Text+ User Story

Full-text digitization with OCR

Jan Horstmann (Forschungsverbund Marbach Weimar Wolfenbüttel)

DFG subject areas: 104 Linguistics, 105 Literary Studies

Text+ data domain: Collections

Motivation

Collection-managing institutions such as libraries and archives preserve text documents that are of great importance for the study of literary works and constellations (DFG subject classification: especially literary studies and linguistics). Diaries, correspondence, calendars, but also historical prints of novels or plays regularly take an important position in arguments and interpretations in literary studies as well as in historically oriented linguistic projects. Fully digitized texts are the prerequisite for all kinds of literary or linguistic research questions focussing on the digital analysis or interpretation of single texts or text corpora. The digitization of these text objects (a task that mainly information science is involved with) is progressing at different speeds in the individual institutions that hold the collection (both nationally and internationally). In many cases one stands at the status of image digitization and descriptive or technical metadata generation. As long as a collection is not declared relevant enough for a digital edition, the actual primary text data cannot be read by machines.
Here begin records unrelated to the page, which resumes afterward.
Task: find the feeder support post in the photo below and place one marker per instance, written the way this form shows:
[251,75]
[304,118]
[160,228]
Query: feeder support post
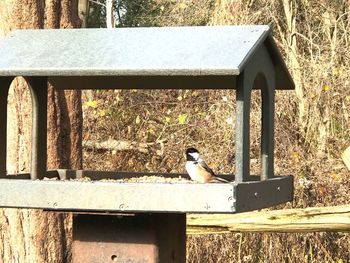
[38,90]
[5,83]
[243,95]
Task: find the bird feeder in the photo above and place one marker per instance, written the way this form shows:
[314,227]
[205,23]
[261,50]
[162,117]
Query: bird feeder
[142,221]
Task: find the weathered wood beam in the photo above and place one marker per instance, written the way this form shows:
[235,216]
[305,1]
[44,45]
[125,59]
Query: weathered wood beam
[313,219]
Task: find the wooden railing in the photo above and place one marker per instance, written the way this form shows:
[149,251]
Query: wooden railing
[313,219]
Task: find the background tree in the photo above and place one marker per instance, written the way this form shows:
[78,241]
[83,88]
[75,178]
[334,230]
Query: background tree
[34,235]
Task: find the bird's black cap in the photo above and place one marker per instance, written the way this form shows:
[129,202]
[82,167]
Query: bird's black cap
[189,157]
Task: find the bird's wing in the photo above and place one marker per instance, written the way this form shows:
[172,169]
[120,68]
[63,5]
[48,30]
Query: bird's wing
[202,163]
[218,180]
Full-text digitization addresses this problem so that even large quantities of texts can be made computer-readable – not, of course, with the claim of a scholarly edition, but with the aim of mass data generation. The OCR (optical character recognition) for (historical) prints and the HTR (handwritten text recognition) for handwritten manuscripts with its possibility of model training for specific writings are the approaches of choice here.

Objectives

Problematic in this area are the numerous different approaches and standards used in the field of digitization (data domain: collections). In metadata generation and image digitization as well as in full-text recognition, there are hardly any binding cross-regional specifications regarding data structures, workflows, software intersection and storage processes. The two institutions of the Research Association Marbach Weimar Wolfenbüttel (MWW), the Klassik Stiftung and the Herzog August Bibliothek, have participated and continue to participate in the DFG’s VD projects in which standards of image digitization are applied. This also holds true for the OCR‑D project, which is developing an application for the academically reliable full text digitization of historical prints. MWW has declared its intention to apply for an implementation project to offer OCR‑D as a low-threshold web service. Questions and problems that become relevant in this context are, apart from the general implementability and the design of possible applications, how the automatically generated full text data should be handled afterwards. Open questions in this field that Text+ could help to address are e.g.: according to which schemata should research data be stored and made accessible in a sustainable way? How to deal with situations where the fully digitized texts are still subject to copyright? What about ethical dimensions, for example in cases where personal rights must be taken into account?

Review by community

If the planned OCR‑D implementation project of MWW is approved, Text+ services and developed standards for long-term storage, research data management and data transfer structures can be applied and evaluated.